Meine These: Gelingende Adventszeit, hängt stark von der Vorfreude auf Weihnachten ab.

Wie viel Vorfreude haben Sie dieses Jahr auf Weihnachten?

Vielleicht ist ja Ihre Freude getrübt in dem Wissen, dass die Kinder dieses Jahr nur über Videotelefonie zu sehen sind. Vielleicht fragen Sie sich, wie Weihnachten werden soll, wenn es keinen Gemeindegesang geben wird. Oder vielleicht mögen Sie gar nicht an Weihnachten denken, weil ein lieber Mensch gerade im Krankenhaus ist. Oder wie es einer Bekannten von mir geht, die gar nicht weiß, wie sie Weihnachten überstehen soll, weil letztes Jahr an Heiligabend ihr Mann verstorben ist.

Wie kann da Vorfreude aufkommen?!

Liebe Leser*innen, auch wenn Weihnachten dieses Jahr anders wird, der Grund für Weihnachten ist derselbe. Und der ist unabhängig von der äußeren Gestaltung oder Begebenheiten dieses Festes.

Denn der Grund, warum wir uns trotzdem freuen dürfen, heißt Jesus Christus! (1.Kor. 3,11)

Die Adventszeit erzählt uns, dass Gott uns nahe kommt und dass dies feststeht. Gott steht zu seinem Wort, zu seiner Verheißung.
Ich lese Ihnen den Predigttext für den heutigen Sonntag.

(2. Kor.1, 18) Bei der Treue Gottes, unser Wort an euch ist nicht Ja und Nein zugleich. 19 Denn der Sohn Gottes, Jesus Christus, der unter euch durch uns gepredigt worden ist, durch mich und Silvanus und Timotheus, der war nicht Ja und Nein, sondern das Ja war in ihm. 20 Denn auf alle Gottesverheißungen ist in ihm das Ja; darum sprechen wir auch durch ihn das Amen, Gott zur Ehre. 21 Gott ist's aber, der uns fest macht samt euch in Christus und uns gesalbt hat 22 und versiegelt und in unsre Herzen als Unterpfand den Geist gegeben hat.
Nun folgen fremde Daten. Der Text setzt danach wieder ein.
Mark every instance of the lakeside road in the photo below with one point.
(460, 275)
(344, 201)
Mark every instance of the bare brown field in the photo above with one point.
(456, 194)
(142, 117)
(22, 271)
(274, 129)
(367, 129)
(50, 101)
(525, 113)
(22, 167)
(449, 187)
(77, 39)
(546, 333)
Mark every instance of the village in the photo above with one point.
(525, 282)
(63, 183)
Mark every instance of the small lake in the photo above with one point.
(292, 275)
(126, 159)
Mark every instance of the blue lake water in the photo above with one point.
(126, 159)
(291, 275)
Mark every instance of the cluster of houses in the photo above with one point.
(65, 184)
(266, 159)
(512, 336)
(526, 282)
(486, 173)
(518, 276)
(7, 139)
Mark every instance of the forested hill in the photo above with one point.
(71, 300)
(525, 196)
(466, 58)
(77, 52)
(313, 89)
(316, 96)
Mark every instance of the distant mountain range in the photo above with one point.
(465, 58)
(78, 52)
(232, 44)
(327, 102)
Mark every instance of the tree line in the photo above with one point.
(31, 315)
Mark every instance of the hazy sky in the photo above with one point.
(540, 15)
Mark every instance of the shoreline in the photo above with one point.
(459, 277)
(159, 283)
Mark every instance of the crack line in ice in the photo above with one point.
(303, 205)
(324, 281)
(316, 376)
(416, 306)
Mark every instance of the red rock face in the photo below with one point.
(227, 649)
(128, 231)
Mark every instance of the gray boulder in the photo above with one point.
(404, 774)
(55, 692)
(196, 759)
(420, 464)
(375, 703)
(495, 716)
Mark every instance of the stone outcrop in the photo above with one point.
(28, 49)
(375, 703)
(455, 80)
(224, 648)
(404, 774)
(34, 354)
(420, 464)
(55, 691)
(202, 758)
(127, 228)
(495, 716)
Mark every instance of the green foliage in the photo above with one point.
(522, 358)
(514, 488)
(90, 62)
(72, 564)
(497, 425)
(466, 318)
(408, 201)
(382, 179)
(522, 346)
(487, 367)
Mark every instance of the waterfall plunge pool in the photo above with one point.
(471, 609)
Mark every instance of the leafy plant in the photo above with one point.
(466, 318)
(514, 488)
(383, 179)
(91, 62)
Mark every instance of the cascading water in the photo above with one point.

Drei kurze Impulse zu diesem Predigttext:

> Das Wirken Jesu Christi…

Um Jesus Christus und sein Wirken richtig verstehen zu können, müssen wir sein Wirken und Handeln in den Kontext des Alten Testaments (AT) setzen. Im AT wird uns erzählt, dass sich der Mensch durch sein Handeln von Gott getrennt hat. Gleichzeitig spricht Gott seine Verheißung aus, dass diese Trennung nicht von Dauer sein und von ihm überwunden wird. Bei diesem Bild spielt die Sterblichkeit des Menschen eine wichtige Rolle. Denn der Tod kann von keinen Menschen überwunden werden- so sehr er sich auch anstrengt. Und nun kommt Christus ins Spiel. Christus schenkt Leben durch den Tod hindurch. Darin wird die Verheißung Gottes für die Menschen erfüllt. Die dauerhafte Trennung zwischen Gott und Mensch wird in Christus überwunden. Deshalb ist Jesus das JA zur Verheißung und gleichzeitig das Amen, also die Erfüllung. (Vers 20: Denn auf alle Gottesverheißungen ist in ihm das Ja; darum sprechen wir auch durch ihn das Amen, Gott zur Ehre.)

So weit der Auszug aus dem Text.